On Nov. 20, 1998, the Russian Space Agency , now known as Roscosmos, launched a Proton rocket that carried a pressurized module, named Zarya, or sunrise, into Earth's orbit.
Zarya was the first piece of the International Space Station. It provided the main point of orientation control, communications and electrical power while the station was eventually built out with other modules and elements.
That one fateful launch was the beginning of what has become the largest international cooperative effort in space.
Today, the space station is home to a rotating crew of astronauts from organizations and countries including NASA, the European Space Agency, Russia and Japan. More than 200 people from 15 countries have lived and worked there.
The orbiting station, which has been built out to the size of a football field and carries several robotic arms, a talking robot and a humanoid robot, has also been the site of about 1,500 scientific experiments .
According to NASA, the station, with a mass of almost 1 million pounds, is second only to the moon as the brightest object in the night sky.
Fifty-two computers run the systems onboard the station, which travels the equivalent distance to the moon and back in about a day.
"There's much more to be learned aboard the station and I look forward eagerly to the milestones of the coming years," said Charles Bolden, NASA administrator in a video posted online today. "It's our home in orbit where we're learning to live and work in space for the long term. It's integral to our exploration strategy. It's a unique global resource."
He also noted that scientists from 69 countries have been able to send their experiments to be conducted on the space station.
"Astronauts from many countries demonstrate what is achievable when nations work together toward common goals that improve life everywhere," Bolden added.

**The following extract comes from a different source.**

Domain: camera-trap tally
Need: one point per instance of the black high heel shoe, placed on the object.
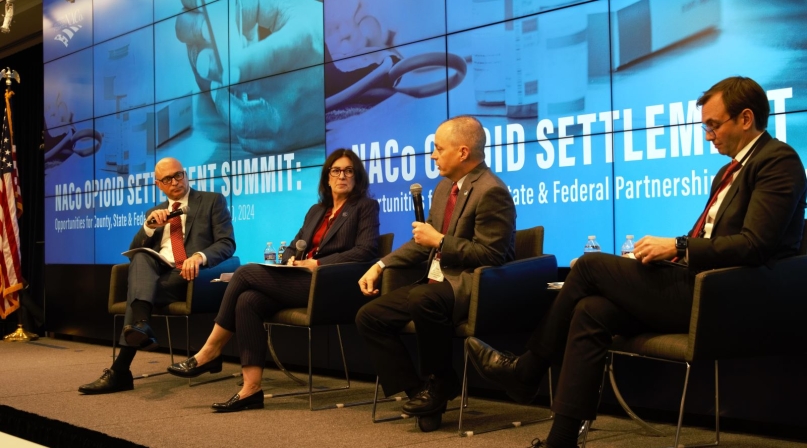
(235, 403)
(189, 369)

A few weeks after Zarya was launched, NASA's Space Shuttle Endeavour lifted off, carrying Unity, the first U.S. piece of the station.
Built on opposite sides of the planet, Unity was joined with Zarya, making the space station an international effort.

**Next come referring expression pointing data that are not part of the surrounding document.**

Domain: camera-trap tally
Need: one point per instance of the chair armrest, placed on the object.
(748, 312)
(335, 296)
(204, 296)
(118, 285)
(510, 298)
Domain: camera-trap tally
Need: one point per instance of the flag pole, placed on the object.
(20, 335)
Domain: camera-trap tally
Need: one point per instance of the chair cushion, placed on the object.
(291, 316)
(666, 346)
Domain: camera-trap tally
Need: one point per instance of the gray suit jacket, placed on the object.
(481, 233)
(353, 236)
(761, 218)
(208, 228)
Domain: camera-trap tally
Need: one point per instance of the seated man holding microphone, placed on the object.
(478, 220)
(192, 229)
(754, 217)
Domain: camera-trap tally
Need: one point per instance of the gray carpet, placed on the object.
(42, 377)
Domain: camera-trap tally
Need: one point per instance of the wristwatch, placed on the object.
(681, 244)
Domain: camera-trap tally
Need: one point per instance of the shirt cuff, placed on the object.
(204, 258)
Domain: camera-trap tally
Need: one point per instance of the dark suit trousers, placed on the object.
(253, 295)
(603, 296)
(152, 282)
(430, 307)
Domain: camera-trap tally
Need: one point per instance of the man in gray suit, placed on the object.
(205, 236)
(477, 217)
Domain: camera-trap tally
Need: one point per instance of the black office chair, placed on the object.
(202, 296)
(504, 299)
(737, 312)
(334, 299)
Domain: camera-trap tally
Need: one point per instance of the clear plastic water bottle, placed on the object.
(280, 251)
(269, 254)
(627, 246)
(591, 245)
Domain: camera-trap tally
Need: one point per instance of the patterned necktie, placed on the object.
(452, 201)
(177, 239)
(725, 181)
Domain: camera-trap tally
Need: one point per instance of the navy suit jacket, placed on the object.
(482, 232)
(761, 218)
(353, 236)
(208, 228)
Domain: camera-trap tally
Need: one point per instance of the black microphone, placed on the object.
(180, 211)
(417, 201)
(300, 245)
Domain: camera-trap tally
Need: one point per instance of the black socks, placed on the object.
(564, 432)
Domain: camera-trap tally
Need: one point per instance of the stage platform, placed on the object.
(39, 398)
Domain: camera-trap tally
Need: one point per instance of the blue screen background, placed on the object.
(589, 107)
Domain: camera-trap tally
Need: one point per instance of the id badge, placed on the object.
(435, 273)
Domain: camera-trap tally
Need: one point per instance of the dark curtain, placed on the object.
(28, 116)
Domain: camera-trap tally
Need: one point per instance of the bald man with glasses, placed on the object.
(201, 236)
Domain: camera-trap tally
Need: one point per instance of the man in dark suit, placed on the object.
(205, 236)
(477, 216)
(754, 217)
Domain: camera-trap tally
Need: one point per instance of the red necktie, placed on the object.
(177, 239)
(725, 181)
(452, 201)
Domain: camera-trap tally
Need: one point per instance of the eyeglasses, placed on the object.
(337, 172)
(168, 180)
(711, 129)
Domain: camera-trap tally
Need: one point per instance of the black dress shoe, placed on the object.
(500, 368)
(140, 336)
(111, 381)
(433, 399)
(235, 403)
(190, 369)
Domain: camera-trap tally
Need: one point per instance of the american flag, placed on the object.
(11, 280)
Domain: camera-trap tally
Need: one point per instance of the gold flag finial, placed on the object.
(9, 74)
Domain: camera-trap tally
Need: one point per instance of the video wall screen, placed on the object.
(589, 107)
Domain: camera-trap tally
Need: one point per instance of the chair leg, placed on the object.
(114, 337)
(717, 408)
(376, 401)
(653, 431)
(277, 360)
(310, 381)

Since that first pairing, the space station grew over the years, piece by piece. Additions to the orbiter came from three continents.
The space station was considered complete on Feb. 24, 2011, when assembly was finished on the Italian module, Leonardo.
The first crew to live aboard the space station launched on a Soyuz spacecraft on Oct. 31, 2000, as Expedition 1, and consisted of one NASA astronaut, Commander Bill Shepherd, and two Russian cosmonauts, Sergei Krikalev and Yuri Gidzenko.